RuntimeError — the caught error shape
struct RuntimeError {
message, // string
line, // int — 1-indexed source line of the failing expression
}
You can construct one explicitly (it’s a regular struct), but most of the time you’ll see them as the payload inside Result::Err(...) returned from try_call.
Combinators — methods on Result
Every Result value has a small set of always-available methods. No import needed — Result is a built-in type and its combinators are engine-level methods.
print(Ok(1).is_ok()) // true
print(Err("oops").is_err()) // true
// unwrap_or — default on Err
print(Ok(10).unwrap_or(0)) // 10
print(Err("fail").unwrap_or(0)) // 0
// map — transform the Ok payload, pass Err through
print(Ok(5).map(fn(n) { return n * n })) // Result::Ok(25)

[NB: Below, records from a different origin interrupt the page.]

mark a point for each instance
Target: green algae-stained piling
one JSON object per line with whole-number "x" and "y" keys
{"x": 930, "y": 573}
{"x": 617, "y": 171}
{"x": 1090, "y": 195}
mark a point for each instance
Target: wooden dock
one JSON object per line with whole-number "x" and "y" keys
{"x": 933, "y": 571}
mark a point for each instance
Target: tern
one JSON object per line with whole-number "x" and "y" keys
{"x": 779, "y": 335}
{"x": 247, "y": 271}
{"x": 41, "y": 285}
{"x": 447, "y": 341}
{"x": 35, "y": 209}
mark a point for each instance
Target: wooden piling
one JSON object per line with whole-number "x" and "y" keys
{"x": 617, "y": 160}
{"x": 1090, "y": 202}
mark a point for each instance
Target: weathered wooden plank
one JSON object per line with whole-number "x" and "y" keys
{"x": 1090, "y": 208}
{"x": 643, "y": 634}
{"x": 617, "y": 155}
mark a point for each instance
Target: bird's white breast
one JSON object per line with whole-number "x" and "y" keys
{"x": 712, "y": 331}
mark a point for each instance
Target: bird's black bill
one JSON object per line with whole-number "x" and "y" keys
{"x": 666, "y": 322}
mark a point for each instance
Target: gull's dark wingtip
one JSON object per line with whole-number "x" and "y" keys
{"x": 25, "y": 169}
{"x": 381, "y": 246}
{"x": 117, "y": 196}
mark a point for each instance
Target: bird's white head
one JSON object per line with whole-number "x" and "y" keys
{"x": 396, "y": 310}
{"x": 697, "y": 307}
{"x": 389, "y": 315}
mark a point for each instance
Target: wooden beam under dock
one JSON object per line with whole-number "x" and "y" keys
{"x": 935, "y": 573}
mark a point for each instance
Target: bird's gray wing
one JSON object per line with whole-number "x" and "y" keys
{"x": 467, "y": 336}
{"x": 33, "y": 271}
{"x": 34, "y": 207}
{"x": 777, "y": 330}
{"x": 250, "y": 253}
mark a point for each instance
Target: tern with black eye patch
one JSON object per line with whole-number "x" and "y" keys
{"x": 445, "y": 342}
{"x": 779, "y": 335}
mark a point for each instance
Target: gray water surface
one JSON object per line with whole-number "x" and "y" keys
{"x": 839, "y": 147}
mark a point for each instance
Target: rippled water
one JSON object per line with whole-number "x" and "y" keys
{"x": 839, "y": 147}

print(Err("x").map(fn(n) { return n * n })) // Result::Err("x")
// and_then — monadic bind (for chaining fallible steps)
fn halve(x) {
if x % 2 == 0 { return Ok((x / 2).to_int()) }
return Err("odd")
}
print(Ok(8).and_then(halve).and_then(halve)) // Result::Ok(2)
print(Ok(7).and_then(halve)) // Result::Err("odd")
Available: is_ok, is_err, unwrap, expect, unwrap_or, map, map_err, and_then. See Methods → Result for the full reference.
unwrap() and expect(msg) raise a runtime error on Err — use sparingly, and prefer try or pattern matching in production code.
When to use which
| Situation | Use |
|---|---|
| Writing a fallible function | Return Result::Ok(v) / Result::Err(e) |
| Chaining several fallible calls | try inside a fn, or r.and_then(f) |
| Running user-supplied code with a safety net | try_call(fn() { ... }) |
Handling every Err case explicitly | match |
You know it’s Ok and want the value | r.unwrap() / r.expect("...") (sparingly) |
Supplying a default on Err | r.unwrap_or(default) |
Fatal vs non-fatal
- Non-fatal (catchable by
try_call): division by zero, “variable not found”, type mismatches, host-raised errors viaBopError::runtime, wrong arg count, missing field, etc. - Fatal (not catchable): step-budget exceeded, memory-limit exceeded, fn-call-depth exceeded, host-raised
BopError::fatal.
A script can observe whether an error was fatal by inspecting whether try_call caught it — fatal errors propagate past try_call to the host.